A 0.7% monthly increase, following 0.5% in January, is a pattern. And when you annualize the recent momentum, you are looking at 4–5% annualized inflation pressure. Remember, PPI is not a prediction. It is a diagnostic tool. It tells us where inflation stress is forming inside the economy—before it becomes visible to consumers. And right now, that stress is building quietly but broadly.
Goods prices are reaccelerating. Service costs are not cooling. Food costs moved higher. That combination matters more than the level of inflation. It is the distribution and direction that is important. We have now moved from: 0.4% → 0.5% → 0.7%
Can We Use This to Predict Inflation? Yes — But Carefully
If we take recent monthly PPI data and run a simple projection: [(1-mDec)(1-mJan)(1-mFeb)]**4 - 1]
We get annualized inflation from 4 to 5 %. This is a meaningful, but PPI does not translate cleanly into CPI. Why? Because between producer and consumer, there is a decision layer:
- Firms absorb costs → inflation is muted
- Firms pass on costs → inflation shows up in CPI
- Demand weakens → firms cannot pass costs at all
- Monetary policy tightens → inflation (may) get suppressed
Inflation Looks Different Depending on Where You Sit
Producer prices rising 0.7% per month sounds manageable—until you ask, "Manageable for whom?" For large firms, rising input costs are a strategic problem. For small and minority-owned businesses, they are a survival problem. As we explored previously, these businesses operate in a fundamentally different economic reality:
- They do not have pricing power—raising prices risks losing customers immediately
- They operate on thinner margins—there is less buffer to absorb shocks
- They lack access to cheap credit—they cannot easily finance higher costs
- They buy in smaller quantities—meaning higher per-unit costs
So when producer prices rise, small and minority firms do not debate whether to pass costs on. Most cannot, so they absorb them. And that is where inflation redistributes price cost pressure toward those least able to handle it.
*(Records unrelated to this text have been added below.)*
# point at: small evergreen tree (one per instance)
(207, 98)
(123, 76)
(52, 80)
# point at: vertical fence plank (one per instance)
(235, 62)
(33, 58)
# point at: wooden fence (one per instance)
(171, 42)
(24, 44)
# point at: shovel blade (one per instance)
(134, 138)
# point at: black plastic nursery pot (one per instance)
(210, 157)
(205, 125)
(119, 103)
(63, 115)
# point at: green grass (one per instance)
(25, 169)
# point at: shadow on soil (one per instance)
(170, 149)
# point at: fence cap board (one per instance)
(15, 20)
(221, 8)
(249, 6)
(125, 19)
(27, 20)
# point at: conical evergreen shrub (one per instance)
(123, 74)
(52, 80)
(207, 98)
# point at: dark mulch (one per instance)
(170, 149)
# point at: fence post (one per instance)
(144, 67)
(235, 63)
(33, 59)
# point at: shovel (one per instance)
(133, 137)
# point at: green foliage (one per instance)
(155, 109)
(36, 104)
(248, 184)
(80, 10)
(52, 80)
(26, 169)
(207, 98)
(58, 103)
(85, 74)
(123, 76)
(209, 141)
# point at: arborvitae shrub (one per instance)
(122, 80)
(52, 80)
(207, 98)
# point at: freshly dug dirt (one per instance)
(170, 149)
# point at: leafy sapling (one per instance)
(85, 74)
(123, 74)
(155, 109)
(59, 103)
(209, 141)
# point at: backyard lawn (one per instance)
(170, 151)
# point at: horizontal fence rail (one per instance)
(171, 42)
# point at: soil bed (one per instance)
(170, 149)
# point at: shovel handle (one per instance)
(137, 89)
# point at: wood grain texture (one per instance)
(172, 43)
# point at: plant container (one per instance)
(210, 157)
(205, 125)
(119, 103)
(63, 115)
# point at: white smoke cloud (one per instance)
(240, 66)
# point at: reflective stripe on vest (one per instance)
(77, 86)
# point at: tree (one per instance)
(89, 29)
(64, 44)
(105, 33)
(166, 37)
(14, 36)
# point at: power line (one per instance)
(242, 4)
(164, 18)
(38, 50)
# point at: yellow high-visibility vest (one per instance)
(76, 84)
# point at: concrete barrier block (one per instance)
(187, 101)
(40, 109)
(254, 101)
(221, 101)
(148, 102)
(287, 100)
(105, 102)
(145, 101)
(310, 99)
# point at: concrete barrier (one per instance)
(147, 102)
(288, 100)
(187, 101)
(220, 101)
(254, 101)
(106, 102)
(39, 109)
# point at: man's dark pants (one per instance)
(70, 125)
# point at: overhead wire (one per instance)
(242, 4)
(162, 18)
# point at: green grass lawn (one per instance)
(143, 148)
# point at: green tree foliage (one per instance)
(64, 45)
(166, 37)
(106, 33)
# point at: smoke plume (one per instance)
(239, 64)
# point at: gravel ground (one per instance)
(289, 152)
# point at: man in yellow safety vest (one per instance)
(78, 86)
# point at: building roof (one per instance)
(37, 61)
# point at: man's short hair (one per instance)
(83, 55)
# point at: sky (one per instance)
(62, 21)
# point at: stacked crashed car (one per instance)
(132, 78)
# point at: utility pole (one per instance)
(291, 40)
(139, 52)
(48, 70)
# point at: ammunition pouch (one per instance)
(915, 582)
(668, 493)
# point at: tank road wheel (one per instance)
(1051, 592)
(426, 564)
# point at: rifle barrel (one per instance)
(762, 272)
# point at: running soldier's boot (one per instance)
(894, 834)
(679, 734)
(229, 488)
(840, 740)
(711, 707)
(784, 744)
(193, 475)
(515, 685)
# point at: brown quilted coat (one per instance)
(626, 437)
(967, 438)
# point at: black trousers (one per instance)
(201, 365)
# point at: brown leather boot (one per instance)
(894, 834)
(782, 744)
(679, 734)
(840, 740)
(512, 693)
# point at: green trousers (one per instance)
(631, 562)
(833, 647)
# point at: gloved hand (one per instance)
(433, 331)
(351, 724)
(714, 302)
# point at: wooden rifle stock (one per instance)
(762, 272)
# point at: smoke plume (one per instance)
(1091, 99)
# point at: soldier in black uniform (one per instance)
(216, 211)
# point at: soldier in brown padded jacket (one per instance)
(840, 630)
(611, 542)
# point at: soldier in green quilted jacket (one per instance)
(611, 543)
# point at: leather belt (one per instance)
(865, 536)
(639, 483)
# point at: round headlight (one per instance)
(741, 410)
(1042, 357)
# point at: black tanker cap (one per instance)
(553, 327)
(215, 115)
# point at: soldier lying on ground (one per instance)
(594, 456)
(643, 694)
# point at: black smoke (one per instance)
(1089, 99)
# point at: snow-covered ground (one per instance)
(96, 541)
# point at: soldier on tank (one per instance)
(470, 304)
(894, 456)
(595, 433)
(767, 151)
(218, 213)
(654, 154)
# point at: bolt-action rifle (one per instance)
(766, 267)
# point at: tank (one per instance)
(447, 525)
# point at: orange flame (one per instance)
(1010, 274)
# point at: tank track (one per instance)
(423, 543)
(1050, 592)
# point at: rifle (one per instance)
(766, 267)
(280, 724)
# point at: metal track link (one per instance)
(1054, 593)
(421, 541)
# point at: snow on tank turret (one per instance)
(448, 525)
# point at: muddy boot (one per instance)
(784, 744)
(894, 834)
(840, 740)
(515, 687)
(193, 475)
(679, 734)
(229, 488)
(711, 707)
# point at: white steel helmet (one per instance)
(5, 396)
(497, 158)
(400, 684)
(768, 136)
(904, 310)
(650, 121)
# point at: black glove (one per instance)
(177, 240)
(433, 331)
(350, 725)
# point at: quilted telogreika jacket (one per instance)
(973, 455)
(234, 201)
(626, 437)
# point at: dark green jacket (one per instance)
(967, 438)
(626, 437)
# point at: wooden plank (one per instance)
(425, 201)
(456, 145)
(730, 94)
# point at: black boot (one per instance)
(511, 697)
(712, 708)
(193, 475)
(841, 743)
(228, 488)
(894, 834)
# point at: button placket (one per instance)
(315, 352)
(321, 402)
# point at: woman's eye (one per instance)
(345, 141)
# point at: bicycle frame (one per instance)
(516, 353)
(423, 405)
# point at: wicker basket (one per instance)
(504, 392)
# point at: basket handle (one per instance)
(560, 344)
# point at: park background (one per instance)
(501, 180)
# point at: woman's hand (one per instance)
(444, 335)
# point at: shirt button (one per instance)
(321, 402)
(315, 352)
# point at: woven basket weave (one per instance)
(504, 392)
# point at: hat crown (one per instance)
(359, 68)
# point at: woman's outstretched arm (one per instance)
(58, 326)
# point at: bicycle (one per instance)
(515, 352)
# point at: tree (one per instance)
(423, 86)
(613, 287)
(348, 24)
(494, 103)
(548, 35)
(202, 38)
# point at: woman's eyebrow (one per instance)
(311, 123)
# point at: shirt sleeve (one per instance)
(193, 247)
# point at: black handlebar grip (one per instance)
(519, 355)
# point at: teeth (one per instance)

The Quiet Squeeze on Young People
For young people, inflation is about timing. We are entering the labor market when:
- Costs are rising again
- Interest rates are likely to stay higher for longer
- Firms are facing margin pressure and may slow hiring
- Starting a business is more expensive than expected
Even if consumer inflation does not spike immediately, the conditions behind it are tightening. And if you are a young entrepreneur—especially from a minority background—the barrier to entry is rising quietly but materially. Higher input costs mean:
- More capital needed upfront
- Lower early-stage profitability
- Greater risk of failure
This is how inflation shapes inequality—not through headlines, but through who gets priced out of opportunity. (And, we won't even mention housing. Thanks, Boomers.....ed)
The Bottom Line
This PPI report is telling us inflation is not fully resolved. It is reorganizing. The pressure has shifted upstream, into production, into margins, into small businesses. And from there, it will either be absorbed, delayed, or eventually passed on.
PPI does not predict the future. It tells us where the system is under strain. And right now, that strain is building in the parts of the economy that have the least room to absorb it.